"Hanno rubato le mie foto private per farne dei manifesti sessisti: ma io non mi fermo"
In una piccola cittadina in provincia di Catania una consigliera comunale ha subito il furto del tablet che conteneva alcuni scatti riservati. Che poi sono stati stampati e appesi sui muri del paese. Una storia tra cyberbullismo e violenza politica
Una foto privata, rubata da un iPad e stampata in gigantografie per tappezzare i muri di una cittadina. È successo a Castel di Iudica, un paese di quasi cinquemila abitanti in provincia di Catania. L'episodio in questione mette insieme furto, cyberbullismo, misoginia e politica, con un pizzico di omertà che lo rende ancora più italico e sgradevole.
A raccontarlo all'Espresso è la protagonista dell'accaduto: Lorena Grazia Mileti, consigliera comunale eletta nella lista civica "Uniti per migliorare" (area democratica), prossima allo scadere del suo secondo mandato. Mileti subisce un furto in casa, le portano via numerosi effetti personali tra cui il suo iPad. «In quel momento non ho pensato al contenuto del tablet, ho realizzato solo dopo quello che sarebbe successo».
Il momento arriva quando alcuni amici le mandano degli sms per complimentarsi, tra ironia e incredulità, delle sue foto appena pubblicate sul profilo Facebook. Le immagini in questione la ritraggono svestita, con un lenzuolo bianco che le lascia scoperto un fianco. «Ho ricollegato immediatamente la pubblicazione delle foto al furto nel mio appartamento; quelle immagini appartenevano al mio archivio privato e mai avrei pensato di renderle pubbliche. Sono riusciti a risalire anche alla mia password. È stata una mossa politica, in piena campagna elettorale».

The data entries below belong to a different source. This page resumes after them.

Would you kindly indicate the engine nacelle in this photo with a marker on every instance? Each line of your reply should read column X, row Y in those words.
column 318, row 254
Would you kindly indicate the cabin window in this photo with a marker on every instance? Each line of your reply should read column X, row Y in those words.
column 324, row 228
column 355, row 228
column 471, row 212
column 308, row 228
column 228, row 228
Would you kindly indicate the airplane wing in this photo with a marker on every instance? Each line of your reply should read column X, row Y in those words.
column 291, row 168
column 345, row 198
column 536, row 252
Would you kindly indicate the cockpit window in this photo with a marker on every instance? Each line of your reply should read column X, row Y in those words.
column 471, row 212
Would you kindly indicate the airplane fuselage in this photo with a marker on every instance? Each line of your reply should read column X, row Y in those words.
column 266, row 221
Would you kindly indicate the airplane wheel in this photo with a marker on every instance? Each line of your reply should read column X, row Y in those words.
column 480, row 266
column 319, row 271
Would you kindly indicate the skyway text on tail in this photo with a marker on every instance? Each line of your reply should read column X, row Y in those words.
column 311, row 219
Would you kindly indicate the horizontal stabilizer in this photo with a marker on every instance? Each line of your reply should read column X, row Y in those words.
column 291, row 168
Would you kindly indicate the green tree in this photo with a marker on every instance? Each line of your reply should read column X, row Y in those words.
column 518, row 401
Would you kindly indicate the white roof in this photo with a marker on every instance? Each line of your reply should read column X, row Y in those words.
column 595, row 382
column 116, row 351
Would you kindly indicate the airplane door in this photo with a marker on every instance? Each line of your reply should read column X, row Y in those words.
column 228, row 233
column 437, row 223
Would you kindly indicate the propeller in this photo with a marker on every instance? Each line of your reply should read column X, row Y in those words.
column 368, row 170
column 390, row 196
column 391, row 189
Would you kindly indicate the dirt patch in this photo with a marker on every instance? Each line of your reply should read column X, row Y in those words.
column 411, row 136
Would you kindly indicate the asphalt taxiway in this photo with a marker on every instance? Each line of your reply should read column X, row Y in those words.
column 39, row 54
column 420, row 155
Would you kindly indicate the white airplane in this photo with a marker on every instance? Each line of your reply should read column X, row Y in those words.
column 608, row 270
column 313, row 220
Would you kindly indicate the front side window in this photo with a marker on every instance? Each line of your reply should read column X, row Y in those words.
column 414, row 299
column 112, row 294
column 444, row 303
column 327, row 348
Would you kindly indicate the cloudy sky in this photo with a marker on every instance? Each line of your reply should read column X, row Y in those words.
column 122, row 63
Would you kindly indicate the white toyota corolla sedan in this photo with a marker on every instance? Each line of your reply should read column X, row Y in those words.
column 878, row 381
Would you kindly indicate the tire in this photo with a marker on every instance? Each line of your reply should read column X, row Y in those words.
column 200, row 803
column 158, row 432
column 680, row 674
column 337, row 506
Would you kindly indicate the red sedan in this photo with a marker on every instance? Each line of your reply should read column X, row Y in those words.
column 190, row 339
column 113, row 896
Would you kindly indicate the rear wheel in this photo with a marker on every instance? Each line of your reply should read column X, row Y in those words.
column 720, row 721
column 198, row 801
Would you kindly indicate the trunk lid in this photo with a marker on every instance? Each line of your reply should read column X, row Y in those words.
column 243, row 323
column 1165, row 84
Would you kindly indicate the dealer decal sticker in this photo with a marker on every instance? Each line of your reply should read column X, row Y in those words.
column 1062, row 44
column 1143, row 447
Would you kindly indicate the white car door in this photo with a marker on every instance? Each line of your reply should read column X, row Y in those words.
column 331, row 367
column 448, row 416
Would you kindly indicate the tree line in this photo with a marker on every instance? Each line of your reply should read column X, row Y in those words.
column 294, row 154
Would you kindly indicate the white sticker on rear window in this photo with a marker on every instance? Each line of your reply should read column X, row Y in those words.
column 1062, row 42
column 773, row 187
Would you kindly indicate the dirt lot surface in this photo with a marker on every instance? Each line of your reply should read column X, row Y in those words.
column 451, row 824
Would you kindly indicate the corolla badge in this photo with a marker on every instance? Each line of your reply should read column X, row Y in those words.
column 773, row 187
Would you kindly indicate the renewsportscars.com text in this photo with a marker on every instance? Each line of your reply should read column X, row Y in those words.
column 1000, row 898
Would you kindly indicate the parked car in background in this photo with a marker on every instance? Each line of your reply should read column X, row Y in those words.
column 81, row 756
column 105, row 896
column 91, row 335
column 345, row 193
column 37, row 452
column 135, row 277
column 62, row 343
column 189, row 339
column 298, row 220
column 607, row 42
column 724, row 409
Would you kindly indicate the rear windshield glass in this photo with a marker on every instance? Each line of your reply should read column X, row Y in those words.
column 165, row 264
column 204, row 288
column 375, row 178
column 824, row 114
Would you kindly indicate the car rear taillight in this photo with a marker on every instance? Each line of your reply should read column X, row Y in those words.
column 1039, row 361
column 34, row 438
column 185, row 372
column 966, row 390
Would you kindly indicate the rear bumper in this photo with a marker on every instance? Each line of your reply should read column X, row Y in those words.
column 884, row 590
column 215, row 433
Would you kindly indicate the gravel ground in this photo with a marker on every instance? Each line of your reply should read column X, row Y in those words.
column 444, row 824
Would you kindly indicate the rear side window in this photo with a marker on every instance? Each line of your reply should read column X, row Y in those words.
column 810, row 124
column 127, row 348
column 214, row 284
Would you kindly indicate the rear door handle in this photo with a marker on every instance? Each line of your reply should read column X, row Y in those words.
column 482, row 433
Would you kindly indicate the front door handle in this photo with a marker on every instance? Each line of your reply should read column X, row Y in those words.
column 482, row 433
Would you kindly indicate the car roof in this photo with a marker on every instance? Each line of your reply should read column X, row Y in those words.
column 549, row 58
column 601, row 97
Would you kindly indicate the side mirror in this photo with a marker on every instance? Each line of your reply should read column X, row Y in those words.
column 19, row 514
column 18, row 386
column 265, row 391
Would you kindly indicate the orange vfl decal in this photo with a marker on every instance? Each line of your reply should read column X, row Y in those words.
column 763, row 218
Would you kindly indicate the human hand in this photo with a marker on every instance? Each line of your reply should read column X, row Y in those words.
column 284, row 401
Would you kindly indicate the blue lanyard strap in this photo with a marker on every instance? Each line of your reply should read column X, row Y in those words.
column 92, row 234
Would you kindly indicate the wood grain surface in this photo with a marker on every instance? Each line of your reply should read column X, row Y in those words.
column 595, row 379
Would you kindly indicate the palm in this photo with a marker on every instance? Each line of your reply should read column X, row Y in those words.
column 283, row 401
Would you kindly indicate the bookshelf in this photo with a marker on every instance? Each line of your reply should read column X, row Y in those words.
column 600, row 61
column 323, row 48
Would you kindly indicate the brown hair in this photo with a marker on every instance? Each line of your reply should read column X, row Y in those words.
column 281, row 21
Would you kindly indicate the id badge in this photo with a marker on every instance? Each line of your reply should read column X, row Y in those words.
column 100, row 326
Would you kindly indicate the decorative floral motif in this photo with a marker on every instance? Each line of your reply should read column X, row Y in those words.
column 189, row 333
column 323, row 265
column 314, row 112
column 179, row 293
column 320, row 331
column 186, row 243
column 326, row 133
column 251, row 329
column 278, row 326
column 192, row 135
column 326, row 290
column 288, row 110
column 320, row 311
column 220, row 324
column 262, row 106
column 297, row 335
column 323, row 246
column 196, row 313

Da qui infatti, inizia il tentativo di delegittimazione della consigliera. La foto fa il giro del web e l'opposizione politica non manca di condividere l'immagine corredandola di commenti denigratori. Il tentativo di eliminare la foto online non basta più quando una mattina la Mileti trova dei cartelloni con l'immagine rubata disseminati per l'intera cittadina, con tanto di slogan "Chiù pilu pi tutti" che si rifà al personaggio politico calabrese Cetto La Qualunque inventato e interpretato da Antonio Albanese.
«Sono sicura che sia stata un'intimidazione dei miei avversari politici. Sono sempre stata molto critica verso l'amministrazione del mio paese e hanno tentato in tutti i modi di farmi tacere», racconta Lorena Grazia Mileti. Durante gli anni del suo mandato è stata più volte bersaglio di minacce e lettere intimidatorie. «Non riuscendo a colpirmi sul terreno politico, hanno utilizzato la tattica dell'umiliazione». Inizialmente l'hanno incolpata di aver architettato tutto da sola, per notorietà, poi addirittura che fosse stato un suo presunto amante. E giù il coro degli insulti.
«La cosa che fa più male è stata la data in cui quei manifesti sono stati affissi: il 23 maggio. Una data, quella della strage di Capaci, simbolo per la Sicilia, come per l'intera Italia. Ma chi ha costruito a tavolino questa diffamazione neanche se ne sarà reso conto».
La polizia postale e i carabinieri si stanno occupando del caso, ma si scontrano anche con i tanti silenzi del posto. «La solidarietà che mi si è stretta intorno è stata tanta, ma com'è possibile che nessuno abbia visto nulla?», si chiede Mileti. E così il colpevole, almeno fino ad oggi, resta senza nome.